In any event, there is no shortage of supporters, including corporations, pointing not only to their own experiences but to results from a variety of independent tests. There’s no question in their minds that the technology does indeed boost gas mileage and reduce emissions.

A number of companies are profiting from the new interest in hydrogen, although most are not directly related to OHGI:

• Air Products & Chemicals (NYSE: APD) is the world’s largest supplier of merchant hydrogen and an industry leader in hydrogen fuel infrastructure. The company is working to bring safe, low-cost hydrogen production to the marketplace.
• Quantum Fuel Systems Technologies Worldwide Inc. (NASDAQ: QTWW) supplies hydrogen storage products for OEM vehicle applications, refueling systems for fuel cell vehicles, and hydrogen-powered concept cars built from the ground up.
• Ballard Power Systems, Inc. (NASDAQ: BLDP) designs and manufactures clean energy hydrogen fuel cells.
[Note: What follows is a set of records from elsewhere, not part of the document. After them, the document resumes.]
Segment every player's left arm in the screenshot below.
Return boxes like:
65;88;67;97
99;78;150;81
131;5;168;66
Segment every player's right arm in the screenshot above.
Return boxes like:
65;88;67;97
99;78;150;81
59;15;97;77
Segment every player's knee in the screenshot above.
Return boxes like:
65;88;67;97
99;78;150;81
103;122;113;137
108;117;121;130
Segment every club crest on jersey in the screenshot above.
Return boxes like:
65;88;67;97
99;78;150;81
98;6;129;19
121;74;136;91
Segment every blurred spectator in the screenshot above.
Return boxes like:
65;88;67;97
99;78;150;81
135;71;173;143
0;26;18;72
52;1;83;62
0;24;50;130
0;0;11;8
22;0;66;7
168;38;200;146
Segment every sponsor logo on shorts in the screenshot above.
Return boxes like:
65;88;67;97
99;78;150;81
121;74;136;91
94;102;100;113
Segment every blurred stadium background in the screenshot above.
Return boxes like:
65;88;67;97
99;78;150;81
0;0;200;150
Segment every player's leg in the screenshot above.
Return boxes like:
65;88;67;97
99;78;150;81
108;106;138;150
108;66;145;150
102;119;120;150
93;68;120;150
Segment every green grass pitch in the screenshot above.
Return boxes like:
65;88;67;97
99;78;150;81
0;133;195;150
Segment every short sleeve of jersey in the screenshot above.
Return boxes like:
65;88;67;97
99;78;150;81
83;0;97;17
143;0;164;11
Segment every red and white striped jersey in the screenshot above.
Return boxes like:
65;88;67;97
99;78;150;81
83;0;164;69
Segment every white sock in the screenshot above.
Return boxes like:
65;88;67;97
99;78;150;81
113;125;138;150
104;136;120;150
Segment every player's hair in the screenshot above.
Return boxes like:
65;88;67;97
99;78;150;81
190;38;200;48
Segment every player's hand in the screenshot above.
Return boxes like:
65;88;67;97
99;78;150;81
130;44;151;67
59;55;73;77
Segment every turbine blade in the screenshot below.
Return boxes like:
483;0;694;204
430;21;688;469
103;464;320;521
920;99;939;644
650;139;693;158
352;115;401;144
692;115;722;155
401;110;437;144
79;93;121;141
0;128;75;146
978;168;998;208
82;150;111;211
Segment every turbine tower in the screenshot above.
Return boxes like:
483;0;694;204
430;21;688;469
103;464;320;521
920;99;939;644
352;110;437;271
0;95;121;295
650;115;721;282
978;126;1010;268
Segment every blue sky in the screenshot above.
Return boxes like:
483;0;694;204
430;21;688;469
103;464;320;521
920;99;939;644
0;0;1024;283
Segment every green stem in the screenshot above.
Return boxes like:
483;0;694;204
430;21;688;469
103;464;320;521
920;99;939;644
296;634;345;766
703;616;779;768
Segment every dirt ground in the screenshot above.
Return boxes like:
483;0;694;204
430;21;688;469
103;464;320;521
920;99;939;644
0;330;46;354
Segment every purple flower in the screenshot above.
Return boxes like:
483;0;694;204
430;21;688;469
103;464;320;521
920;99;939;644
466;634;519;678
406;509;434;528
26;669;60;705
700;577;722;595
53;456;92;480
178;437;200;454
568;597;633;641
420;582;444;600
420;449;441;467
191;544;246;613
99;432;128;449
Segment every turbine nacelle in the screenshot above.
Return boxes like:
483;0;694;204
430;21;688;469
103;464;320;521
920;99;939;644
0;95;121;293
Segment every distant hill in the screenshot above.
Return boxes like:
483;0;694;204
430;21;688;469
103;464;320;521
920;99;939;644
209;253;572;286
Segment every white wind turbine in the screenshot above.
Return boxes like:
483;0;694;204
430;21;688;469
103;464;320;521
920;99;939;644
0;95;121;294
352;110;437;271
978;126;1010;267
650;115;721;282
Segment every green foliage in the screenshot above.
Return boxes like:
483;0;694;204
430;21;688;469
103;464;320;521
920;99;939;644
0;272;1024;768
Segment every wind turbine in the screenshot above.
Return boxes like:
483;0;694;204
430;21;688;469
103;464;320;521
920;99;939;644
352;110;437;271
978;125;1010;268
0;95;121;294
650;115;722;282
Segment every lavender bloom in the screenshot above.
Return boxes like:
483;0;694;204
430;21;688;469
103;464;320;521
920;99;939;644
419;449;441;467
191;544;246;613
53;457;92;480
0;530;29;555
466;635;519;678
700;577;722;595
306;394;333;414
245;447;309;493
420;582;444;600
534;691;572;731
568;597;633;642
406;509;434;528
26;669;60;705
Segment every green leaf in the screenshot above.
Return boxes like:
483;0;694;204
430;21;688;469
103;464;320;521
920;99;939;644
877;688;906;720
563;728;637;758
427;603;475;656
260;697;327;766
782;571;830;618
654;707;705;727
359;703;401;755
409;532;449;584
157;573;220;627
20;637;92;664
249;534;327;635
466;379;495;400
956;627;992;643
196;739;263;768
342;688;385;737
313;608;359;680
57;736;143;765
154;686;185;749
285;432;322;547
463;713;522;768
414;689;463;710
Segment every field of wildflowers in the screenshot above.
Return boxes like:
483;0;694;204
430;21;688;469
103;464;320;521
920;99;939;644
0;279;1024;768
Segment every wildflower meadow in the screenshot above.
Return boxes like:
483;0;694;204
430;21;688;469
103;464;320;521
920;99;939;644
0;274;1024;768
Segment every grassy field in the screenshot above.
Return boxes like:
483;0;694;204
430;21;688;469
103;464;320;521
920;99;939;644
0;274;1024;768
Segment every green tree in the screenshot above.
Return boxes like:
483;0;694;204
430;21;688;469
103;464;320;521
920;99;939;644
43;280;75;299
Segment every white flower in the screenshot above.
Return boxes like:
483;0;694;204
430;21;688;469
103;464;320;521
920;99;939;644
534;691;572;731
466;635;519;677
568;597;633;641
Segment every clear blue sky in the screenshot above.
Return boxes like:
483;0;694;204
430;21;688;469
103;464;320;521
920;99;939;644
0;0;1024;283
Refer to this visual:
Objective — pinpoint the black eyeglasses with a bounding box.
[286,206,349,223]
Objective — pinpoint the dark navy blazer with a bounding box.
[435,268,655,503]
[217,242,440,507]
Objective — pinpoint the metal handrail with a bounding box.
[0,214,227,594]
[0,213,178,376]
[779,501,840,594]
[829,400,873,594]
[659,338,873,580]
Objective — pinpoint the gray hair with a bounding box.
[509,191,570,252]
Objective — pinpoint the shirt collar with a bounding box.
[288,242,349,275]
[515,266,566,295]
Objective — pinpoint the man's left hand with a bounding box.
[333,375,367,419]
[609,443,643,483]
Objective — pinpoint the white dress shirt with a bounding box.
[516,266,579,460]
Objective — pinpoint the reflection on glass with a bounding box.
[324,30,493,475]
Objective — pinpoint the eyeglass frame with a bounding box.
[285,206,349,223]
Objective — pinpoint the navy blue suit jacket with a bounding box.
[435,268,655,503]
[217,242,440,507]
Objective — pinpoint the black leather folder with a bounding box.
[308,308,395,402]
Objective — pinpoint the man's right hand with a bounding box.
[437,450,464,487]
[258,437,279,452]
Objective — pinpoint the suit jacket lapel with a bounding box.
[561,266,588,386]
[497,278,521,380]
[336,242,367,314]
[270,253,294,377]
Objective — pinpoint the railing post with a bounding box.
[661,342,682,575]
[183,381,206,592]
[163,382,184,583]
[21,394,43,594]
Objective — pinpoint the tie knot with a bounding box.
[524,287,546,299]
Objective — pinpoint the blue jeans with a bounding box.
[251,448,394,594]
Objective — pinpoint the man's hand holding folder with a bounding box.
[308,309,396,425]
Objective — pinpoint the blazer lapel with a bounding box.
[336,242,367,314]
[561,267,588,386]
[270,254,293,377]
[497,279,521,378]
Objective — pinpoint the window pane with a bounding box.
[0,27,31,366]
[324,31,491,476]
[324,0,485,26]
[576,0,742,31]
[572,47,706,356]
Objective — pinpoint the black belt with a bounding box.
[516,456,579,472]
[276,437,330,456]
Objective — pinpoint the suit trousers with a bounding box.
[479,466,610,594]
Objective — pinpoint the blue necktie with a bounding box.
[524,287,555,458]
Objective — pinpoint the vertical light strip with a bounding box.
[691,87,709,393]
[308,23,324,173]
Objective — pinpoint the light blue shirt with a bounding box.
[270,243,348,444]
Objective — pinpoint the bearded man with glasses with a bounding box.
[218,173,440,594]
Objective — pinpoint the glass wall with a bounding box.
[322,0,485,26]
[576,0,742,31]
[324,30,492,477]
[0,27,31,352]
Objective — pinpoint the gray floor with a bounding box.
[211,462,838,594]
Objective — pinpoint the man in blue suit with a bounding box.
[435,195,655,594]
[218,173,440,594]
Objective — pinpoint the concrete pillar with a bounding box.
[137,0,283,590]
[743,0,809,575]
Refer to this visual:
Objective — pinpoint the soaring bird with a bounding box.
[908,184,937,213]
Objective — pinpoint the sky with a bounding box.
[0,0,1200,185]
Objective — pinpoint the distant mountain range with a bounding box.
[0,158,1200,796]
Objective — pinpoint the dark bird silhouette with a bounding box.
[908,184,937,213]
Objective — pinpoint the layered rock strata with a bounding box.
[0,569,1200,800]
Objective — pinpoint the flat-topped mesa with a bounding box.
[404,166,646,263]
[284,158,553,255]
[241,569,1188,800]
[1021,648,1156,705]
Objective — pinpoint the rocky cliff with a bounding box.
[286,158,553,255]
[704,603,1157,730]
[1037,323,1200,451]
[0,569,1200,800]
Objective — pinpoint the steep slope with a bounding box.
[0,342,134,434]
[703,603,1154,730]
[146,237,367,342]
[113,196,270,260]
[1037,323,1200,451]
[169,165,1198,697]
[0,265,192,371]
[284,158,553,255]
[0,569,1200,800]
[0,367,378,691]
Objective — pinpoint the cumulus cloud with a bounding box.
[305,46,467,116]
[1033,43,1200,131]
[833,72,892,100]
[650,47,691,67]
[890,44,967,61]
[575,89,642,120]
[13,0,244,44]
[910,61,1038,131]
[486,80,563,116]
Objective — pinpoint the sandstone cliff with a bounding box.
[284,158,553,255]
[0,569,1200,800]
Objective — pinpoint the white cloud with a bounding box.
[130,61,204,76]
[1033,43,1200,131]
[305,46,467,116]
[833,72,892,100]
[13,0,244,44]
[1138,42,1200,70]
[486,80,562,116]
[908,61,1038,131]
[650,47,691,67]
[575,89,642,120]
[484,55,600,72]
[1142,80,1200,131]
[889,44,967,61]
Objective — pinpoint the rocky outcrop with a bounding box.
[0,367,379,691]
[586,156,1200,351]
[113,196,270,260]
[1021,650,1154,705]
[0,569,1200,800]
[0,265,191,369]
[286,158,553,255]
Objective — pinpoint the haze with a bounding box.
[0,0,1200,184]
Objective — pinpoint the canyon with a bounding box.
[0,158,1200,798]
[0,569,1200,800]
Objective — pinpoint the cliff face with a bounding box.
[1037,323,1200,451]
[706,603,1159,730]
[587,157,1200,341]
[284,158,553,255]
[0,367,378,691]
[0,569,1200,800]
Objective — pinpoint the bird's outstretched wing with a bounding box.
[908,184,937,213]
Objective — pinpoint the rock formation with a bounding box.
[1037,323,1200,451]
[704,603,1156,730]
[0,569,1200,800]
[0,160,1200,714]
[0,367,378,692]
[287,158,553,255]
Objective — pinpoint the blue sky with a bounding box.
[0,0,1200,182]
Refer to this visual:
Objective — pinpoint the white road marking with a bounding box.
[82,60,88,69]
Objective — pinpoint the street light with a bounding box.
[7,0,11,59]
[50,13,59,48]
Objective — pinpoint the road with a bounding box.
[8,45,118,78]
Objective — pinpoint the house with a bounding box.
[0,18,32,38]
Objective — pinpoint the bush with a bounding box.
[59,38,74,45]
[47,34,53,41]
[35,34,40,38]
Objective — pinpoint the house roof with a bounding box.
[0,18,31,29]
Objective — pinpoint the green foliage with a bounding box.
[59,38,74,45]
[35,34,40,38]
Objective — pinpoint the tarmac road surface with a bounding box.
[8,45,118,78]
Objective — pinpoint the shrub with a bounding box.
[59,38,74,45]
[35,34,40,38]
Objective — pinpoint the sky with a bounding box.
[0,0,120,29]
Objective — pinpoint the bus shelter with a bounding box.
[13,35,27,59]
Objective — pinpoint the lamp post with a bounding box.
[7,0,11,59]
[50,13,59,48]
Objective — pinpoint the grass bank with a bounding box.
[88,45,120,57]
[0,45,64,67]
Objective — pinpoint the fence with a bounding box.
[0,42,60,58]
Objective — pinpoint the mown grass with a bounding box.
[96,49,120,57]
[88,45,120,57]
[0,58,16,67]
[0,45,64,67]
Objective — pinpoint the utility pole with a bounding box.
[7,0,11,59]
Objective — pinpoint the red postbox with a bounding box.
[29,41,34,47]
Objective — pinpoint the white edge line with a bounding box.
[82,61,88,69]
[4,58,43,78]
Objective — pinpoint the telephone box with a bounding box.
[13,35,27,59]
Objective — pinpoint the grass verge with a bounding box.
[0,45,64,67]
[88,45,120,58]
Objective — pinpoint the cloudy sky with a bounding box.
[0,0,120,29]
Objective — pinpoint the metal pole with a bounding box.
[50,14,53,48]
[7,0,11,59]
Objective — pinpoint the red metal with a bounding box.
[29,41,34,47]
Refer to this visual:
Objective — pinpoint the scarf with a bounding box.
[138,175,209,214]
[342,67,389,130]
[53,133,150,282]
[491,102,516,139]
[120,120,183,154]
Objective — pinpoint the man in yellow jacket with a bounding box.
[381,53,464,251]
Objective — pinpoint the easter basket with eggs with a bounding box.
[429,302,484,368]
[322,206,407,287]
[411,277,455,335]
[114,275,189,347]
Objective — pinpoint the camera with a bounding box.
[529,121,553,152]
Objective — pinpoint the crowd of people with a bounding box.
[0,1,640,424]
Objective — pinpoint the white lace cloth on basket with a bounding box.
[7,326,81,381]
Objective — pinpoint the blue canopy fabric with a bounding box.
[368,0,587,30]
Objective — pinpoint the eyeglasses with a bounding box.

The company’s fuel cell technology is ideal for transit operators that wish to make their bus fleets cleaner and more efficient.
• FuelCell Energy Inc. (NASDAQ: FCEL), a leading developer and producer of stationary fuel cells, has begun building a DFC-H2 demonstration unit designed to produce electricity and heat while also generating hydrogen gas for transportation.

One company that is very much a part of the OHGI move, however, is San Francisco based GreenChek Technology, Inc., (GCHK.OB) which calls its patent-pending system the most efficient and reliable product on the market, basing its claims on third-party testing carried out at Clean Air Technologies International in Buffalo, NY. Its OHGI system is adaptable to any combustion engine, regardless of fuel source, and is designed to improve gas mileage by at least 5% to 15%, while reducing emissions by as much as 50%. In addition, it can be retrofitted to any vehicle, creating a target market of virtually every car, truck, train, and ship in the world.

In an increasingly green obsessed world, water may turn out to be the hottest fuel on the planet.